Adli tıp raporunun bilimsellikten uzak ve çelişkiler barındırdığını belirten Demir, “ATK raporu detaylı olarak incelendiğinde görülecektir ki; iddia makamı gibi davranılarak iddianameden kesitlere yer verilmiştir. Ayrıca raporda Aysel Tuğluk’un sağlık durumuna dair tek bir tıbbi belge bulunmadığı gibi mevcut tıbbi durumuyla ilgili de cezaevindeki sağlık kayıtlarına rastlanılmadığı, cezaevinde bakım veren tıbbi ve idari görevlilerin, birlikte kaldığı tutukluların tanıklıklarına hiç yer verilmemiştir. Yine raporu hazırlayan heyet içerisinde nörolog olmaması da raporun eksik ve kusurlu olduğunu göstermektedir” dedi.
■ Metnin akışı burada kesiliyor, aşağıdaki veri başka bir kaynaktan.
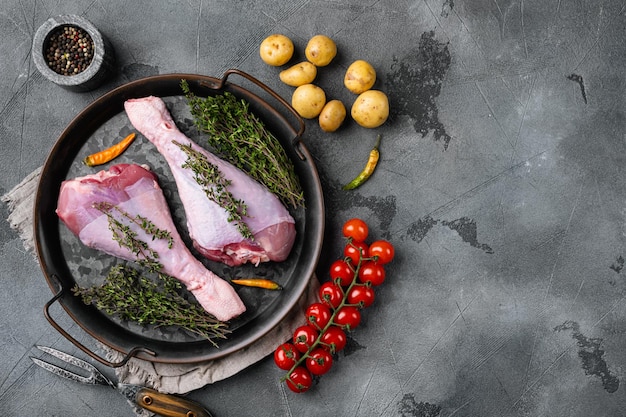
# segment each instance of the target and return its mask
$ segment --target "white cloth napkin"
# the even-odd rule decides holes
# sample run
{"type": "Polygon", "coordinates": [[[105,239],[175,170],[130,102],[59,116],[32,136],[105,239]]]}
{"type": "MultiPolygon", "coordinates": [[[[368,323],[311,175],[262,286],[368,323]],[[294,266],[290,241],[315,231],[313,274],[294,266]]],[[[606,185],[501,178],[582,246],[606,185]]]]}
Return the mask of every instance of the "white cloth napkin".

Ezgi Demir, çelişkilerin ortadan kaldırılması için kişinin değerlendirmelerinin yapılabileceği yetkin ve bağımsız bir sağlık kuruluşuna sevki sağlanmalı, kişinin birlikte yaşadığı kişiler ile hapishane görevlilerinin gözlemlerini de içerecek kapsamlı bir çevre anamnezi alınması gerektiğini ifade etti.
‘ATK, taraflı raporlar hazırlıyor’
Yaşam hakkının kutsallığına vurgu yapan Demir, “Yaşam hakkı ve sağlığa erişim hakkı birçok mevzuatta hüküm altına alınmış olup Anayasa.m.17’de herkesin yaşama hakkının korunmasının istenilmesi hakkına sahip olduğu belirtilirken Anayasa.m.56’da herkesin sağlıklı bir çevrede yaşama hakkına sahip olduğu belirtilmiştir. Yine kanunla, ‘Savaş, sıkıyönetim ve olağanüstü hallerde dahi durdurulamaz, yok edilemez’ denilmiştir” diyerek sözlerini şu şekilde sonlandırdı;
“Ne yazık ki uzun yıllardır ATK, insan onuruna aykırı, bilimsellikten uzak ve taraflı bir şekilde raporlar hazırlamaktadır. Bu taraflı raporlar tüm hasta mahpusların sağlığını ciddi düzeyde etkilemekte, yaşamlarını yitirmelerine sebep olmaktadır. Bizler başta Aysel Tuğluk olmak üzere tüm hasta mahpusların ceza infazının hastalığı süresince geri bırakılması çağrısında bulunuyoruz.